A Rio, Bahia ou Sao Paulo, les reines de beauté du Carnaval, célébré dans tout le Brésil, arborent avec fierté des poitrines toutes plus généreuses les unes que les autres, sans chercher à cacher qu'elles ont bénéficié de l'aide d'un chirurgien et d'une bonne dose de silicone.
Sans se faire prier, les reines du Carnaval avouent à la presse les secrets de leurs formes avantageuses. "Moi je n'en ai que 220 millilitres", a précisé à propos de la quantité de silicone introduit dans sa poitrine, la reine de l'école de samba Mancha Verde de Sao Paulo, Viviane Araujo, citée par le journal Folha de Sao Paulo.

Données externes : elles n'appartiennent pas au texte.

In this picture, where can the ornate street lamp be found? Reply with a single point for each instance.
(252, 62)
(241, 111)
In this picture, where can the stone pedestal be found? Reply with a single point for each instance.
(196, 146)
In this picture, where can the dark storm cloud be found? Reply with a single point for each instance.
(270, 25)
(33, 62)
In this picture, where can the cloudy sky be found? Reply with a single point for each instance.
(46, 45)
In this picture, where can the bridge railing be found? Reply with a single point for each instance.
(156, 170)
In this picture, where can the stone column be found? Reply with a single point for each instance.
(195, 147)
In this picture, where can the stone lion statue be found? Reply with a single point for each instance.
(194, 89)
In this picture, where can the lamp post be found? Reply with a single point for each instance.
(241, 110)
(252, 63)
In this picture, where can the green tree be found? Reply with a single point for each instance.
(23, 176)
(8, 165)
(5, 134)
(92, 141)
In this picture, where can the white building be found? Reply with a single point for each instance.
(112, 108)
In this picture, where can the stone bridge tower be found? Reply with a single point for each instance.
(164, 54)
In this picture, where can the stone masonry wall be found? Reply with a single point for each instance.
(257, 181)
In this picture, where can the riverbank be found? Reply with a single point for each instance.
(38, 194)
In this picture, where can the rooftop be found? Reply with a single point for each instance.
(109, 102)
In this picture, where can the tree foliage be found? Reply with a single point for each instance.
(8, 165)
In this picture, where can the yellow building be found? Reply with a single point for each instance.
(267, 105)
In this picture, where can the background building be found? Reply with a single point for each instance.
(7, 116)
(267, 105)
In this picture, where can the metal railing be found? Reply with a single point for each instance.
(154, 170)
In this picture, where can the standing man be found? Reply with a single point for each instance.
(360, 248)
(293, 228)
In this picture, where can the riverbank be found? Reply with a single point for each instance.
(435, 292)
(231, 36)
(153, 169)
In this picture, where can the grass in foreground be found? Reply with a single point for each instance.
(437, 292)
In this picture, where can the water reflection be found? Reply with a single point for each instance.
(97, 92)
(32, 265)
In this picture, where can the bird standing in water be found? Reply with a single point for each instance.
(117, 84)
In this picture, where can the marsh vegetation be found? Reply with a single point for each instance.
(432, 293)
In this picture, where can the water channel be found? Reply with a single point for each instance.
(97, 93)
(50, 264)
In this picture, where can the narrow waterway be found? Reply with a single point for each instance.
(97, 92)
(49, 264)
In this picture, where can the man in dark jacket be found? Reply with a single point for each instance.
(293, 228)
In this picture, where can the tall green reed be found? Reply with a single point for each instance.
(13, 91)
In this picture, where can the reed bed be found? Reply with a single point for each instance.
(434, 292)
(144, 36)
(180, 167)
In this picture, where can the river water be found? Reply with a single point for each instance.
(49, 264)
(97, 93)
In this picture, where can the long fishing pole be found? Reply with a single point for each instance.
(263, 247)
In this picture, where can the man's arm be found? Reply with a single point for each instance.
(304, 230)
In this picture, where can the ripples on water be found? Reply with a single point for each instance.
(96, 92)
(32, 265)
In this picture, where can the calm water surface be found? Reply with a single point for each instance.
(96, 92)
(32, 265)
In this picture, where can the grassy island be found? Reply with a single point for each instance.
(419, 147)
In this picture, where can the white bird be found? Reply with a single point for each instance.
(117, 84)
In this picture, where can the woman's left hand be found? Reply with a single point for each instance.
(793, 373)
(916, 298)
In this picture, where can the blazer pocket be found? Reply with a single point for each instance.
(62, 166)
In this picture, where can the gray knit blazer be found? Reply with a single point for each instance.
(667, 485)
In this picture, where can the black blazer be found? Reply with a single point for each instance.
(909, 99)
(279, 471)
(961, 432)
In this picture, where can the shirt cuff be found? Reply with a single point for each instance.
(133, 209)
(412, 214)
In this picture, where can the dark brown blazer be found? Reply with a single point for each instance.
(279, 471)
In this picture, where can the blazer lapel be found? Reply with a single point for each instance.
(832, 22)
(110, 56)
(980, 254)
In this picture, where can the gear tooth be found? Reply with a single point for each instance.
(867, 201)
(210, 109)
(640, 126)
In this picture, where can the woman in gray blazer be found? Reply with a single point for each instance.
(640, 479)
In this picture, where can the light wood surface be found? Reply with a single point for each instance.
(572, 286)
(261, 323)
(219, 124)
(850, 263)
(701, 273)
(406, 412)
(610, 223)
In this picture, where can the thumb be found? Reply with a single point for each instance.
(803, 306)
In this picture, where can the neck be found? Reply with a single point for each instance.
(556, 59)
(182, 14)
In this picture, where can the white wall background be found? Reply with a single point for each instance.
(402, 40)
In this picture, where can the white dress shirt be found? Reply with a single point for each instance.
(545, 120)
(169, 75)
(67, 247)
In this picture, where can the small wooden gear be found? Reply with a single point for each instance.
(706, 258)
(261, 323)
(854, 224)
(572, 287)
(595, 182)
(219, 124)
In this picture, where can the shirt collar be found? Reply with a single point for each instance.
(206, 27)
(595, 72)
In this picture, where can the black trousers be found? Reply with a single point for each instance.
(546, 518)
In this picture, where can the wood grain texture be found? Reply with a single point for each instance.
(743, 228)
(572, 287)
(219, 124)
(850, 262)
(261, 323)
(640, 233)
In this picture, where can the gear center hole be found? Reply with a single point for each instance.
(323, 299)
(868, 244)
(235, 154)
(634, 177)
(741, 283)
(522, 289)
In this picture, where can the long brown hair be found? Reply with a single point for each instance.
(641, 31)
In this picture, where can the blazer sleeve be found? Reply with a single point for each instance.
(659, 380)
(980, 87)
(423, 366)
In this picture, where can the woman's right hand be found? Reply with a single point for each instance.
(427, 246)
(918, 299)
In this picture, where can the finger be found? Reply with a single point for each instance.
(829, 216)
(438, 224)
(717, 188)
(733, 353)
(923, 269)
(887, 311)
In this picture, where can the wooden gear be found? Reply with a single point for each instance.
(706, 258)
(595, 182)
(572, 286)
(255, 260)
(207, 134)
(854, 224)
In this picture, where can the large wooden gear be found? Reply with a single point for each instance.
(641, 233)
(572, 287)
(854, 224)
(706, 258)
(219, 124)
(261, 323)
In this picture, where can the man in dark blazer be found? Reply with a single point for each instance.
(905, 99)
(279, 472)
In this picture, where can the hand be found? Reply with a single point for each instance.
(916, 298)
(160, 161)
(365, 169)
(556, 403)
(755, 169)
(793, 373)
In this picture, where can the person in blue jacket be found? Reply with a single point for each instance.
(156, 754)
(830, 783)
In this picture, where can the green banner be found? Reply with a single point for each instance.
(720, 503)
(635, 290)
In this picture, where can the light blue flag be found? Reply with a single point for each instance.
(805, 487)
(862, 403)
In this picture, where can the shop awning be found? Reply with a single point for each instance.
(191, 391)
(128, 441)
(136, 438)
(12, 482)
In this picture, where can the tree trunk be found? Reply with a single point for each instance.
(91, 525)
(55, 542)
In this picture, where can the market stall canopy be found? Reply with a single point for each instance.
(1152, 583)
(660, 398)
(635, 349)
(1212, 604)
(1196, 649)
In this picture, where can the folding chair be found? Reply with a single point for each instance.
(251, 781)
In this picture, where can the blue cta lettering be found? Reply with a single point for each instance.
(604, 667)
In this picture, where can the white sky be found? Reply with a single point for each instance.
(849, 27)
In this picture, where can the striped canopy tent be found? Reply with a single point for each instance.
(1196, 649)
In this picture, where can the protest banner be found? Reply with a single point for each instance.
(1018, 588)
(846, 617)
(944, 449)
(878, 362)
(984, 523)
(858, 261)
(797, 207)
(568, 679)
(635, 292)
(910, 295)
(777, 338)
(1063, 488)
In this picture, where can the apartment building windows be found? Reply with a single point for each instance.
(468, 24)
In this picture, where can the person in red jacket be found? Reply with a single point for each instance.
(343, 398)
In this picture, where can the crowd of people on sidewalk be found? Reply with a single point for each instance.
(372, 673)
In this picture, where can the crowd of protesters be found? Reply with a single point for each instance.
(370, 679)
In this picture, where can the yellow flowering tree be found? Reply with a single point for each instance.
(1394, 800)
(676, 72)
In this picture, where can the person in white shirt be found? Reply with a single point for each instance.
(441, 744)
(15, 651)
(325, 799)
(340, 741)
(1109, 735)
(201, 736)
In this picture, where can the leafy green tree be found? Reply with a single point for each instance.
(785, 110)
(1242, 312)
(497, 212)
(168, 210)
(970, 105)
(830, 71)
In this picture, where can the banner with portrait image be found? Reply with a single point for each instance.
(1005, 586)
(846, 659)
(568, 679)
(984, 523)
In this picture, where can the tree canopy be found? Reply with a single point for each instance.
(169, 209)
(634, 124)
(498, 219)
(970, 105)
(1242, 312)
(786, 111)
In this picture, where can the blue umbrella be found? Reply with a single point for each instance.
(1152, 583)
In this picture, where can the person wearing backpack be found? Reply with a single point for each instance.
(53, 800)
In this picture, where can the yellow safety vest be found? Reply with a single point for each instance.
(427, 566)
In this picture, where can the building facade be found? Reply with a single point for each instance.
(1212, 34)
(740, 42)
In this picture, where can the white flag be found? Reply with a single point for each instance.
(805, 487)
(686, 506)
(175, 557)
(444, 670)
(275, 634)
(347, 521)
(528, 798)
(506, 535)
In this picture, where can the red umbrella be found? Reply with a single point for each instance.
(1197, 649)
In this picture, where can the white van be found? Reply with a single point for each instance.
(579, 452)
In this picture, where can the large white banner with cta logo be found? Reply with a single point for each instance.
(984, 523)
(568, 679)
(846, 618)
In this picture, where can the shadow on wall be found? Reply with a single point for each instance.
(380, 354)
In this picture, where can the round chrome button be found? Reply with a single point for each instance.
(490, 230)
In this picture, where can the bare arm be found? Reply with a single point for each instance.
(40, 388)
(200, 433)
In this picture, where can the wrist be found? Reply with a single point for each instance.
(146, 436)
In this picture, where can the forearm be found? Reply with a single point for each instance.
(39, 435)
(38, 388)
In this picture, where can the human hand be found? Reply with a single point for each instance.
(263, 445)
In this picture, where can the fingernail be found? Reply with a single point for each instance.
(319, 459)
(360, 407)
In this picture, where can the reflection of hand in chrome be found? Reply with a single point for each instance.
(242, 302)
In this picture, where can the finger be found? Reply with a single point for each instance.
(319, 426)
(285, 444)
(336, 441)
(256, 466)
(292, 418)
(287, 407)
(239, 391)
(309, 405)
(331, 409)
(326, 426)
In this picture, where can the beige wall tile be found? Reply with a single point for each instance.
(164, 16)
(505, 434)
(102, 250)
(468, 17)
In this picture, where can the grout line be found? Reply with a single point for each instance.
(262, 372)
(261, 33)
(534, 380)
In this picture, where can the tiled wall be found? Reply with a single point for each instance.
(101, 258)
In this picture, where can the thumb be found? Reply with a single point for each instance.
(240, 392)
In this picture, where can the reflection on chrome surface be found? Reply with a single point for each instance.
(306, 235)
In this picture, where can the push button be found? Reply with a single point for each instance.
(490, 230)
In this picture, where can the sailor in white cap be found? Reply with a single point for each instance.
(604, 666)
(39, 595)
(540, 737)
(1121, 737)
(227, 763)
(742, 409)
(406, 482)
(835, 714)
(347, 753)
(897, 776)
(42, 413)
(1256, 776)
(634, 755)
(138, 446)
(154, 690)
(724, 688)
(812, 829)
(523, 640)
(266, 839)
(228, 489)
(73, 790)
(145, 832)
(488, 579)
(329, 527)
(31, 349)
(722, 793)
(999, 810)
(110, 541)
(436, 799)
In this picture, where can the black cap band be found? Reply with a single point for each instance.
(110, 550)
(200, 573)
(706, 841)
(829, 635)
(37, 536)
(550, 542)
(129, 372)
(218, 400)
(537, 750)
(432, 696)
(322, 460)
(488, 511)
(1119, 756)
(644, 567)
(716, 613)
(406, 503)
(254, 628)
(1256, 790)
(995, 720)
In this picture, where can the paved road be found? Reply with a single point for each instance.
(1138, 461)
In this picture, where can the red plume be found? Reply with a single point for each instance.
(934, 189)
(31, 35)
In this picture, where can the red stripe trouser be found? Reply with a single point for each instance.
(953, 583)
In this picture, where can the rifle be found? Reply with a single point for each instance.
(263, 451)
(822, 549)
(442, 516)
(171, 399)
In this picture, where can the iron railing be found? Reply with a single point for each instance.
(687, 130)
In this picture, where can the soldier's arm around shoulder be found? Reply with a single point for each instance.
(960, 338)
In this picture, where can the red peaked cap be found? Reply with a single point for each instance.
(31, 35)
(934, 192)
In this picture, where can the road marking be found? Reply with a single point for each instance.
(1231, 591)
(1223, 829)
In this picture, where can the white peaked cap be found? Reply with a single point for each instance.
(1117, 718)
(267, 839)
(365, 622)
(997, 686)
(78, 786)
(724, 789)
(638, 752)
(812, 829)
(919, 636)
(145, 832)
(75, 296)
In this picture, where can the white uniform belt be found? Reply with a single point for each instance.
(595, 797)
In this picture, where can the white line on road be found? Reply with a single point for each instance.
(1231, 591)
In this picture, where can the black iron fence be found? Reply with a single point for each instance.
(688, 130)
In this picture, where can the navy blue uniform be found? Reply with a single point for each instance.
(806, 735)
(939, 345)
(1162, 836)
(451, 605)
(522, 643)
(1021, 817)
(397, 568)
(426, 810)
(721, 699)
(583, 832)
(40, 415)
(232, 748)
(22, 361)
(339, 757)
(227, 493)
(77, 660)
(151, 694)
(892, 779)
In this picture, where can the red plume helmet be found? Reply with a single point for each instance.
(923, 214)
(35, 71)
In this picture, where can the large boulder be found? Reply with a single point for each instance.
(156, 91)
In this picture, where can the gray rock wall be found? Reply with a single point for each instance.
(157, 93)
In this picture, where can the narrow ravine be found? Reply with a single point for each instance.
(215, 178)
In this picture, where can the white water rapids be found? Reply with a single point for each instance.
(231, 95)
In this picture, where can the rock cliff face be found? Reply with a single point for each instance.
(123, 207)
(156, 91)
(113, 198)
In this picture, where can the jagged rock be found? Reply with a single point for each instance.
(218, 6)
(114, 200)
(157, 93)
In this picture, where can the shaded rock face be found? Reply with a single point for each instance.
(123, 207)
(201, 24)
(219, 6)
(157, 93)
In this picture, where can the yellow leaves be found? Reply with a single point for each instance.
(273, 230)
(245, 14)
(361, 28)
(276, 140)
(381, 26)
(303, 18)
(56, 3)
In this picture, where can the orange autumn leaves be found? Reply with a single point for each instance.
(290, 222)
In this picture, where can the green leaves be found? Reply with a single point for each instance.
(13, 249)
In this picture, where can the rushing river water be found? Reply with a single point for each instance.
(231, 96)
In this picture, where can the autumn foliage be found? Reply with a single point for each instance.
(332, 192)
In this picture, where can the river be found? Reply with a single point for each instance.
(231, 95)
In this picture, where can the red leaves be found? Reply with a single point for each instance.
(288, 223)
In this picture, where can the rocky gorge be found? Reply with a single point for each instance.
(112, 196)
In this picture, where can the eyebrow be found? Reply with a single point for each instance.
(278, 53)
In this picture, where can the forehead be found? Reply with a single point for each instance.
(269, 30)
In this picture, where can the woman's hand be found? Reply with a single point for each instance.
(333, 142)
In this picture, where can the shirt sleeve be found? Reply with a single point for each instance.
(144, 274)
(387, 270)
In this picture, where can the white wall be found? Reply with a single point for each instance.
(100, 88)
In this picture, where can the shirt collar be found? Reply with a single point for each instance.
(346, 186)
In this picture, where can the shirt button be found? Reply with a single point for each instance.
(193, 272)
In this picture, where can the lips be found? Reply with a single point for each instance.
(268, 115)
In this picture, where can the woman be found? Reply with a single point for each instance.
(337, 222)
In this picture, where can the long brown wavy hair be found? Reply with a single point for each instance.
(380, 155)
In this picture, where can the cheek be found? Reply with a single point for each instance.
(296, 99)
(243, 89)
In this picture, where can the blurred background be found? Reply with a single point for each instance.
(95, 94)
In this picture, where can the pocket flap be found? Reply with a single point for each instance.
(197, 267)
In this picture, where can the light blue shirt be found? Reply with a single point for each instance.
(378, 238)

Implants mammaires ou fessiers, les prothèses de silicone peuvent coûter de 3.500 à 5.000 dollars, auxquelles il convient d'ajouter bon nombre d'autres modifications.
La chanteuse Ivete Sangalo a été proclamée cette année reine du carnaval de Salvador de Bahia non seulement pour ses talents musicaux, mais aussi pour les seins énormes qu'elle a exhibés, grimpée sur la sono de son école de samba. Sangalo, 34 ans, est l'une des interprètes les plus populaires du moment au Brésil: elle a raconté à la revue Isto é Gente, s'être fait récemment implanter 200 millilitres de silicone.
Les défilés de Rio et Sao Paulo, retransmis par les télévisions nationales et qui ont déjà rassemblé plus de 70.000 personnes cette année, ont consacré le succès de ces silhouettes pourtant très éloignées du physique brésilien traditionnel: de petits seins et un fessier plantureux.